Dr. Young, the poet of the Night Thoughts, addressing the idle and luxurious, says:
"Ye delicate! Who nothing can support (Yourselves most insupportable), for whom The winter rose must blow, . . . . . . And silky soft Favonious breathe still softer or be chid!"
Fortuna is the Latin name for Tyche, the goddess of Fortune. The worship of Fortuna held a position of much higher importance at Rome than did the worship of Tyche among the Greeks. She was regarded at Rome as the goddess of good fortune only, and was usually represented holding the cornucopia.
Victoria, the Latin form for the goddess Nike, was highly honored among the conquest-loving Romans, and many temples were dedicated to her at Rome. There was a celebrated temple at Athens to the Greek goddess Nike Apteros, or Wingless Victory, of which remains still exist.
Chapter XVI Achelous and Hercules. Admetus and Alcestis. Antigone. Penelope
The river-god Achelous told the story of Erisichthon to Theseus and his companions, whom he was entertaining at his hospitable board, while they were delayed on their journey by the overflow of his waters. Having finished his story, he added, "But why should I tell of other persons' transformations, when I myself am an instance of the possession of this power. Sometimes I become a serpent, and sometimes a bull, with horns on my head. Or I should say, I once could do so; but now I have but one horn, having lost one." And here he groaned and was silent.
Theseus asked him the cause of his grief, and how he lost his horn. To which question the river-god replied as follows: "Who likes to tell of his defeats? Yet I will not hesitate to relate mine, comforting myself with the thought of the greatness of my conqueror, for it was Hercules. Perhaps you have heard of the fame of Dejanira, the fairest of maidens, whom a host of suitors strove to win. Hercules and myself were of the number, and the rest yielded to us two. He urged in his behalf his descent from Jove, and his labors by which he had exceeded the exactions of Juno, his step-mother. I, on the other hand, said to the father of the maiden, 'Behold me, the king of the waters that flow through your land. I am no stranger from a foreign shore, but belong to the country, a part of your realm. Let it not stand in my way that royal Juno owes me no enmity, nor punishes me with heavy tasks. As for this man, who boasts himself the son of Jove, it is either a false pretence, or disgraceful to him if true, for it cannot be true except by his mother's shame.' As I said this Hercules scowled upon me, and with difficulty restrained his rage. 'My hand will answer better than my tongue,' said he. 'I yield you the victory in words, but trust my cause to the strife of deeds. With that he advanced towards me, and I was ashamed, after what I had said, to yield. I threw off my green vesture, and presented myself for the struggle. He tried to throw me, now attacking my head, now my body. My bulk was my protection, and he assailed me in vain. For a time we stopped, then returned to the conflict. We each kept our position, determined not to yield, foot to foot, I bending over him, clinching his hands in mine, with my forehead almost touching his. Thrice Hercules tried to throw me off, and the fourth time he succeeded, brought me to the ground and himself upon my back. I tell you the truth, it was as if a mountain had fallen on me. I struggled to get my arms at liberty, panting and reeking with perspiration. He gave me no chance to recover, but seized my throat. My knees were on the earth and my mouth in the dust.
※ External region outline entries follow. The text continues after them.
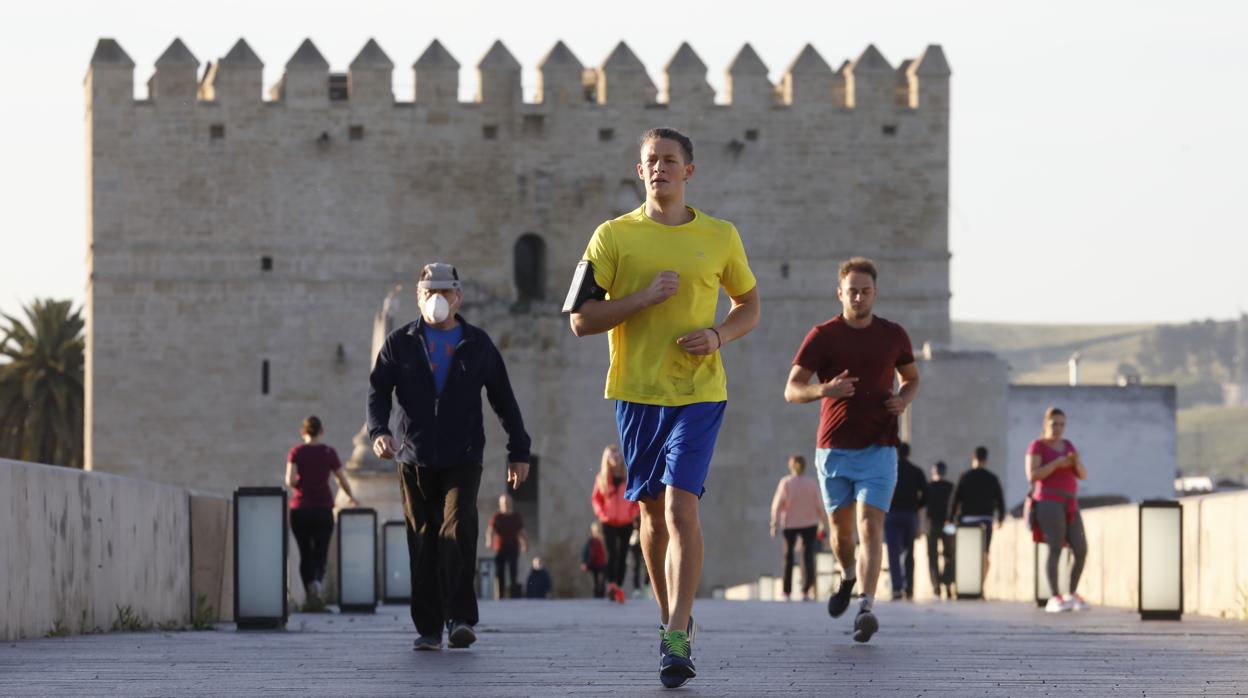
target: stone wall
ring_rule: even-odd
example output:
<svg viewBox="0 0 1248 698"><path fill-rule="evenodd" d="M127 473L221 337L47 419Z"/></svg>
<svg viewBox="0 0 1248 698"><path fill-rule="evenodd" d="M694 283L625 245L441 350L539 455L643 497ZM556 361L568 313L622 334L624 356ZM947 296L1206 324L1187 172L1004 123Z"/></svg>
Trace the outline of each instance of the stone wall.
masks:
<svg viewBox="0 0 1248 698"><path fill-rule="evenodd" d="M1027 494L1023 457L1041 433L1045 410L1066 412L1088 478L1080 496L1121 494L1133 502L1174 494L1178 471L1174 386L1010 386L1006 504Z"/></svg>
<svg viewBox="0 0 1248 698"><path fill-rule="evenodd" d="M534 102L502 44L469 104L441 44L398 100L393 64L372 42L336 99L311 42L268 101L246 42L202 80L198 66L175 41L135 100L134 61L102 40L87 72L91 469L211 492L276 484L310 413L346 457L377 306L422 263L451 261L542 458L538 549L575 591L593 472L617 436L600 398L605 338L575 340L558 303L594 227L640 202L636 137L659 125L693 136L690 202L738 225L763 298L758 331L725 350L706 584L761 562L785 457L812 457L817 407L785 405L781 390L802 336L840 310L836 263L874 257L880 313L916 346L948 341L950 71L938 46L896 67L867 47L839 70L807 46L780 85L745 47L719 104L688 46L665 69L664 101L623 44L588 72L557 46ZM529 233L540 292L522 298L514 252ZM414 317L411 296L406 308ZM499 430L488 438L487 514L503 487Z"/></svg>
<svg viewBox="0 0 1248 698"><path fill-rule="evenodd" d="M0 460L0 639L190 622L186 489Z"/></svg>

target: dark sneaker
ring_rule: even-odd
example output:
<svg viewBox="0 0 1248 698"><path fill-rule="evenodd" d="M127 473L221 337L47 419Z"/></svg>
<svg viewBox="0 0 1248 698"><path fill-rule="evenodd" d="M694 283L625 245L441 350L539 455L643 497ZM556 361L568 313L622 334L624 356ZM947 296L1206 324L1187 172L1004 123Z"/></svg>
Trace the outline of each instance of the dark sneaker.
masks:
<svg viewBox="0 0 1248 698"><path fill-rule="evenodd" d="M880 629L880 621L870 611L859 611L854 618L854 642L867 642Z"/></svg>
<svg viewBox="0 0 1248 698"><path fill-rule="evenodd" d="M690 618L689 624L693 626ZM664 688L680 688L698 676L690 654L693 639L684 631L668 631L663 637L663 658L659 659L659 681Z"/></svg>
<svg viewBox="0 0 1248 698"><path fill-rule="evenodd" d="M841 587L836 589L836 593L827 597L827 614L832 618L840 618L845 609L850 607L850 596L854 593L854 583L857 579L841 579Z"/></svg>
<svg viewBox="0 0 1248 698"><path fill-rule="evenodd" d="M442 649L442 636L421 636L412 643L417 652L437 652Z"/></svg>
<svg viewBox="0 0 1248 698"><path fill-rule="evenodd" d="M472 626L468 623L452 621L447 623L447 629L449 631L447 633L447 647L463 649L477 642L477 633L473 632Z"/></svg>

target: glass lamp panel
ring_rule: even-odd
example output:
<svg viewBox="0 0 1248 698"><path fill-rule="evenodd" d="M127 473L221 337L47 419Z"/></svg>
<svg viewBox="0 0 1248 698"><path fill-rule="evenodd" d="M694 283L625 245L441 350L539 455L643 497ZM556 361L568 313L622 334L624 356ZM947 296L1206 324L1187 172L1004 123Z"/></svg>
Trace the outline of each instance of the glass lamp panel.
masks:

"Finding that I was no match for him in the warrior's art, I resorted to others, and glided away in the form of a serpent. I curled my body in a coil, and hissed at him with my forked tongue. He smiled scornfully at this, and said, 'It was the labor of my infancy to conquer snakes.' So saying he clasped my neck with his hands. I was almost choked, and struggled to get my neck out of his grasp. Vanquished in this form, I tried what alone remained to me, and assumed the form of a bull. He grasped my neck with his arm, and, dragging my head down to the ground, overthrew me on the sand. Nor was this enough. His ruthless hand rent my horn from my head. The Naiades took it, consecrated it, and filled it with fragrant flowers. Plenty adopted my horn, and made it her own, and called it Cornucopia.